In the proposal, O’Brien asks the FCC to reallocate nationwide spectrum from 747-762 MHz and from 777-792 MHz—swaths scheduled for a January 2008 commercial auction—to this shared network. This 30 MHz of spectrum would be separate from the 24 MHz of spectrum already earmarked for public safety in the 700 MHz band, O’Brien said during a conference call with reporters.
Public safety, represented by a “Public Safety Broadband Trust,” would hold the licenses, would have priority in network usage and would lease spectrum to commercial entities willing to build out public-safety-grade wireless broadband networks in given markets, said O’Brien, who is chairman of Cyren Call Communications.
In return for building out and maintaining the networks according to public-safety specifications, the commercial operators could use the infrastructures to offer commercial services using the considerable spectral capacity not used by public-safety users on a daily basis, O’Brien said. Such providers would be able to offer services at a fraction of the deployment costs that would be associated with paying an auction price for dedicated spectrum in the 700 MHz band.

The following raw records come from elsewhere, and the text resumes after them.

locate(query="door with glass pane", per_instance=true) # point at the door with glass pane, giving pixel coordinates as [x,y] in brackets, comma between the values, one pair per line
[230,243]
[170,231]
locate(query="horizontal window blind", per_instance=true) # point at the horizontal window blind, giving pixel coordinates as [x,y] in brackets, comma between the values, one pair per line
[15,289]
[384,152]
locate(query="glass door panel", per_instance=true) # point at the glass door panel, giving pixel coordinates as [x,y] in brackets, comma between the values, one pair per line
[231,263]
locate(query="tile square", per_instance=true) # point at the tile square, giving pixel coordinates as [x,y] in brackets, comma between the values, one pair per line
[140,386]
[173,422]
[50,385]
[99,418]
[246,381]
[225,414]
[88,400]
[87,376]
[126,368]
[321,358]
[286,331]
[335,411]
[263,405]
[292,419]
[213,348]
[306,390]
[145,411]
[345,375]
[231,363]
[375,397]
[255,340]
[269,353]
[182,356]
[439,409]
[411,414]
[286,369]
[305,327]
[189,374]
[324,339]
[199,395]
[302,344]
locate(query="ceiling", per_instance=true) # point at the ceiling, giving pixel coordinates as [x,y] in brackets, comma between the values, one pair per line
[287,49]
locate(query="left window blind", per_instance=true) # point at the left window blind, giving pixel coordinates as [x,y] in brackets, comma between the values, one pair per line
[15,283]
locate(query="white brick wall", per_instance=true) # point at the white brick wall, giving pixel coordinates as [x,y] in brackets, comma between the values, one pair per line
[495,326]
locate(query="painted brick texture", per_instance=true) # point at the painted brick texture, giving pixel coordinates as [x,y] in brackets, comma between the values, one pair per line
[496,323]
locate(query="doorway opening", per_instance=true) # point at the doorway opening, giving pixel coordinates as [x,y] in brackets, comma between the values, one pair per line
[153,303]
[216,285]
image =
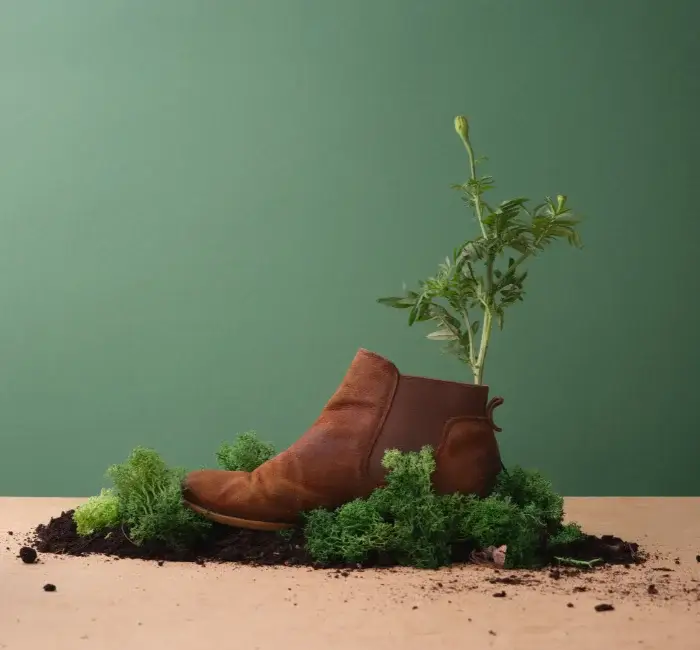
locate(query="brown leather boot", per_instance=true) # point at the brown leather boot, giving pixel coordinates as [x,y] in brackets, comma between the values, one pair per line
[339,458]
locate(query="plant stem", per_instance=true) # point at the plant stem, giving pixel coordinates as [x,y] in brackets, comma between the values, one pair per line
[470,336]
[476,196]
[483,347]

This would let wireless operators enter commercial markets they might not be able to afford if spectrum was available solely at an auction price. Meanwhile, budget-challenged governmental entities would not have to fund the enormous capital expenditures associated with the buildout of a next-generation network. But O’Brien repeatedly emphasized that public-safety traffic would be given priority in the network, even if doing so would result in degradation of the commercial services offered by the provider during a heavy traffic period for public safety, such as in the aftermath of a natural disaster.

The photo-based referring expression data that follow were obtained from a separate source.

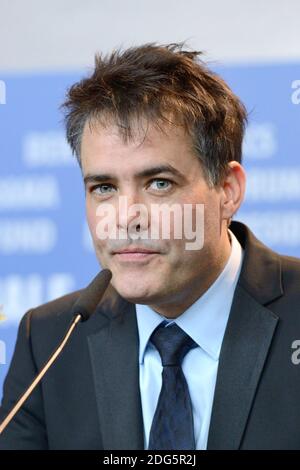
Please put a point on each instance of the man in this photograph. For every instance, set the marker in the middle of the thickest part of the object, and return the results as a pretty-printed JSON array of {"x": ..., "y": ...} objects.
[{"x": 152, "y": 126}]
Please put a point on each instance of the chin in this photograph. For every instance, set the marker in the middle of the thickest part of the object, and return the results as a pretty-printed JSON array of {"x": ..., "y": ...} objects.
[{"x": 132, "y": 292}]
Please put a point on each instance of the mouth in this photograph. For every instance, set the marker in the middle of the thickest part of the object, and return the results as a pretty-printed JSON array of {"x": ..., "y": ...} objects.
[{"x": 138, "y": 255}]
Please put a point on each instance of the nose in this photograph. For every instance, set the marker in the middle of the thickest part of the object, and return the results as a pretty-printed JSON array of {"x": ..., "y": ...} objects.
[{"x": 132, "y": 214}]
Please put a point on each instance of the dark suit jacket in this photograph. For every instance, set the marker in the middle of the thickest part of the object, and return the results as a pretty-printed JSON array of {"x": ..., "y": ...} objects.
[{"x": 90, "y": 399}]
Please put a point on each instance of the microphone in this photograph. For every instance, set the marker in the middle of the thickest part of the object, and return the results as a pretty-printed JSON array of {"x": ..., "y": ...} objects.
[{"x": 83, "y": 308}]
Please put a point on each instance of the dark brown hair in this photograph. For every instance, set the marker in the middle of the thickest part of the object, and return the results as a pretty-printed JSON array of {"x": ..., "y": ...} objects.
[{"x": 161, "y": 84}]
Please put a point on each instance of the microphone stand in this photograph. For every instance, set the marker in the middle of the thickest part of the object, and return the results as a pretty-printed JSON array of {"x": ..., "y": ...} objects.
[
  {"x": 82, "y": 310},
  {"x": 41, "y": 374}
]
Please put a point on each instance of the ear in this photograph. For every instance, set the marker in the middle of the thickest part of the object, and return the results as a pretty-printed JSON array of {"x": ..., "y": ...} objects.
[{"x": 233, "y": 190}]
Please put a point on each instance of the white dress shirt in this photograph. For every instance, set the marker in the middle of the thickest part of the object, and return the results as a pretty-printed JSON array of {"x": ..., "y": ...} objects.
[{"x": 205, "y": 321}]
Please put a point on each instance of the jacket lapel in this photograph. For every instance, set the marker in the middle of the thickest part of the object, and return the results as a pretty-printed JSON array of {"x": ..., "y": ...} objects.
[
  {"x": 114, "y": 356},
  {"x": 246, "y": 342}
]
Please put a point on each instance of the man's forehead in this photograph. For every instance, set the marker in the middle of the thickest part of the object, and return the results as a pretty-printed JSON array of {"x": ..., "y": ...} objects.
[{"x": 141, "y": 133}]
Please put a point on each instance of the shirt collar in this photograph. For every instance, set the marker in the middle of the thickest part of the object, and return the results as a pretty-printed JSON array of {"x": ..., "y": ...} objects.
[{"x": 206, "y": 319}]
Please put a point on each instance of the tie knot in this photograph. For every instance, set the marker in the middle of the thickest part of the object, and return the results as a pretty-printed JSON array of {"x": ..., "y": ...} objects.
[{"x": 172, "y": 344}]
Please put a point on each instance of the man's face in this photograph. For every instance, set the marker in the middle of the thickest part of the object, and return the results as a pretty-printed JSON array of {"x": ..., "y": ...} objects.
[{"x": 172, "y": 276}]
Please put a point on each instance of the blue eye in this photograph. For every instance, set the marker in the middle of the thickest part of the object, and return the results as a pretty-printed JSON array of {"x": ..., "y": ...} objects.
[{"x": 163, "y": 184}]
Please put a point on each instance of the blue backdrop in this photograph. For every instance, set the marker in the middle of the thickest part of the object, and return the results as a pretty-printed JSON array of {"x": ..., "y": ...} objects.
[{"x": 45, "y": 247}]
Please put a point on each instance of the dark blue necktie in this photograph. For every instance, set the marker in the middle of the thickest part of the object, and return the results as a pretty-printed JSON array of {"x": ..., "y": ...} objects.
[{"x": 172, "y": 426}]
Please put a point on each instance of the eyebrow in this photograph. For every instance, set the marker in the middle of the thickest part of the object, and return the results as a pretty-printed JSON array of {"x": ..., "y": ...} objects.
[{"x": 89, "y": 178}]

“Unless public safety has the preferred position, there is no way public safety could—or should—agree to share a network, so that is an absolutely essential element of our proposed design,” O’Brien said.

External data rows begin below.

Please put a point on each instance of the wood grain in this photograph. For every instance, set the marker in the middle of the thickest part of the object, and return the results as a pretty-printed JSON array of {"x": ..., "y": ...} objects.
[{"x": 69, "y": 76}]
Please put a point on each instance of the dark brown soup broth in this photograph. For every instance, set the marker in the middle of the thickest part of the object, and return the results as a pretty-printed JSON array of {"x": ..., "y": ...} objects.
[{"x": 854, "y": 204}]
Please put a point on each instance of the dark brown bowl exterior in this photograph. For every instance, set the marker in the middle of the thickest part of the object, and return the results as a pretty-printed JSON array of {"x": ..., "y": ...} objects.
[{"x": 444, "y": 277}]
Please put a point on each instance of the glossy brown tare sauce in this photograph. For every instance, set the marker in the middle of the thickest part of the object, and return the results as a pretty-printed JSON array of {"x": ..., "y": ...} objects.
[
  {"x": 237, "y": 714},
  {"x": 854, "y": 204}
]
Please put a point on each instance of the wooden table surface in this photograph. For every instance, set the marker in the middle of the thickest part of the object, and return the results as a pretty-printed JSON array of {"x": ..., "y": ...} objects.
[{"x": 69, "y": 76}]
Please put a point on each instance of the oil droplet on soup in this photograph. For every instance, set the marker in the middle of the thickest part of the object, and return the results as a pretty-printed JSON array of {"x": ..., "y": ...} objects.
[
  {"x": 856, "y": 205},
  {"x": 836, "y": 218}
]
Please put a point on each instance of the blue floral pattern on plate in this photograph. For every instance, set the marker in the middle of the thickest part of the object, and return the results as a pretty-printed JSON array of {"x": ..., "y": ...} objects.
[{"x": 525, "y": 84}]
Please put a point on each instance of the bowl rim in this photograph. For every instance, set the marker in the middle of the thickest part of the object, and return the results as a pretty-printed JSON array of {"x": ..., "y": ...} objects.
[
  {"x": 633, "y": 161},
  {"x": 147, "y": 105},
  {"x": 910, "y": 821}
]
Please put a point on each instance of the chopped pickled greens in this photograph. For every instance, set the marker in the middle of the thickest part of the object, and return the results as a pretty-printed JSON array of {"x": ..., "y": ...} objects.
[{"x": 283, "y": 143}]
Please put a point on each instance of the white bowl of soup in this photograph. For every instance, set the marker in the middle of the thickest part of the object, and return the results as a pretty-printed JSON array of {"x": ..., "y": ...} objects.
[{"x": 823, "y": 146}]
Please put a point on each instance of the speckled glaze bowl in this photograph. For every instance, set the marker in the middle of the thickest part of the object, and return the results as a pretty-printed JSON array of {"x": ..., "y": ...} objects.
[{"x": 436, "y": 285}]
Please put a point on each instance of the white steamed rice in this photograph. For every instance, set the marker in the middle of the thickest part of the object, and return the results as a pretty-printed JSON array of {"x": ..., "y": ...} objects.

Such a public-private proposal is a stark contrast to that used today by public-safety entities, which typically own and operate their systems independently. But O’Brien said that traditional model has left first responders with communications tools that are significantly less feature-rich than the commercial systems used by the public they hope to protect.
“It is a relative history that public-safety communications system are behind—and falling farther behind every day—the state of wireless communications in this country,” O’Brien said, noting that public-safety communications equipment also costs more than commercial equipment, because the limited market undermines economies of scale.
“I call it the public-safety conundrum: With so few users, how do support the cost of the network to supply the needs [of first responders]?” he said.
Cyren envisions the terrestrial, wireless IP network consisting of 37,000 cell sites serving 99% of the U.S. population, O’Brien said. A complementary satellite-based IP network would fill coverage gaps and to provide redundancy in situations where the terrestrial network is unavailable—something that happened in the aftermath of Hurricane Katrina.
O’Brien said Cyren has run several financial models to determine the economic feasibility of its proposal but declined to share specifics. However, money generated by the leases in heavily populated metropolitan areas likely would be used to offset the costs of deploying the network in rural areas, where the commercial opportunities are not great, O’Brien said.
O’Brien acknowledged that the Cyren proposal faces many hurdles. Perhaps the toughest aspects of the proposal will be trying to convince Congress to rewrite its plan for the 700 MHz auction and to persuade public-safety officials that they trust a commercial entity to develop a network that meets first responders’ needs for network reliability.
Despite these challenges, O’Brien said he and other Cyren officials plan to make the effort, beginning with speaking engagements throughout the country.
“We’re acting as if our lives depend on this, because—in some cases—they do depend on it,” O’Brien said.